AMICE CHRISTI, The Prince of Peace. SATB Unacc. Text; 15th Century, in honour of St. John the Evangelist, 'the beloved disciple'. Unpublished. Pdf in preparation. Recorded on Lamm 110D

CORPUS CHRISTI THE FOUNTAINHEAD.
SSATB with Soprano solo.

Premiered at Walsingham in 1998, to the composer's text: In the presence of the Lord With blessed Mary's only Son let our thoughts be stilled, in form of living bread: That our hearts may be open, Corpus Christi, for all mankind that our souls may be filled the sacred fountainhead.
Revised for a performance by the Choir of Jesus College, Cambridge at All Saints 'Church, King's Lynn, June 29th 2014

A HYMN TO JESUS. Treble Voices and organ. Unison and Twopart versions available in hard copy from the composer. Text: Richard of Caister.

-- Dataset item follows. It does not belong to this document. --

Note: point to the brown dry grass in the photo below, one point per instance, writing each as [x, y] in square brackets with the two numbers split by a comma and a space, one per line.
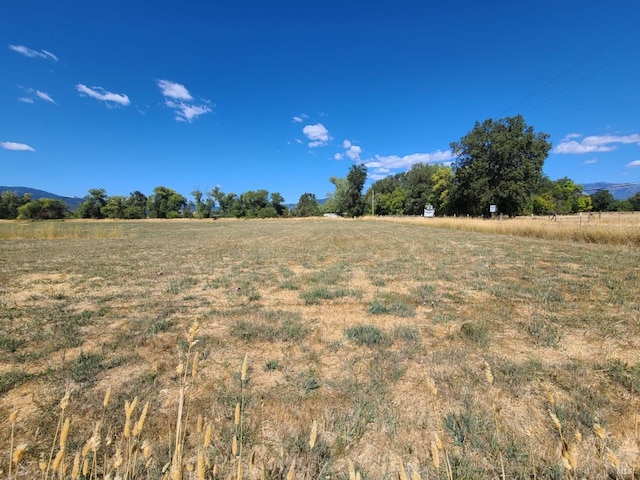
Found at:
[542, 315]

This anthem won an RSCM Prize and was sung in Norwich Cathedral on the first BBC Choral Evensong to feature a Girls' Choir. Paul Johnson later included it as part of his Chaucerian song cycle 'Madam Eglentyne in Spring'.

SPIRIT OF MERCY. SATB with Plainsong group and Organ.

Composed fo rNigel Kerry and the Choir of Our Lady and the English Martyrs, Cambridge, who gave its first performance on Whitsunday, 2008. The work blends the plainsong lines of 'Veni Creator Spiritus' (sung in English) with the full Choir's homophonic setting of the English text.

O GLORIOSA VIRGINUM. SATB with divisi.

As with the previous work, this more complex anthem combines unmeasured plainsong with carol-like English verses. The plainsong often sets syllables with two notes, “duples”, but at the end of the verses a “triple' occurs. This gives rise to a 'hemiola' rhythm which becomes the rhythmic basis of the final Amen. Modal harmony prevails throughout until the Amen, when there is an unexpected switch to A major harmony. This brings the work to a serene conclusion.

THE QUEEN OF HEAVEN.
Double SATB and Organ.

A much simplified re-working of the above, with the organ supplying much of the music originally sung by Choir 2.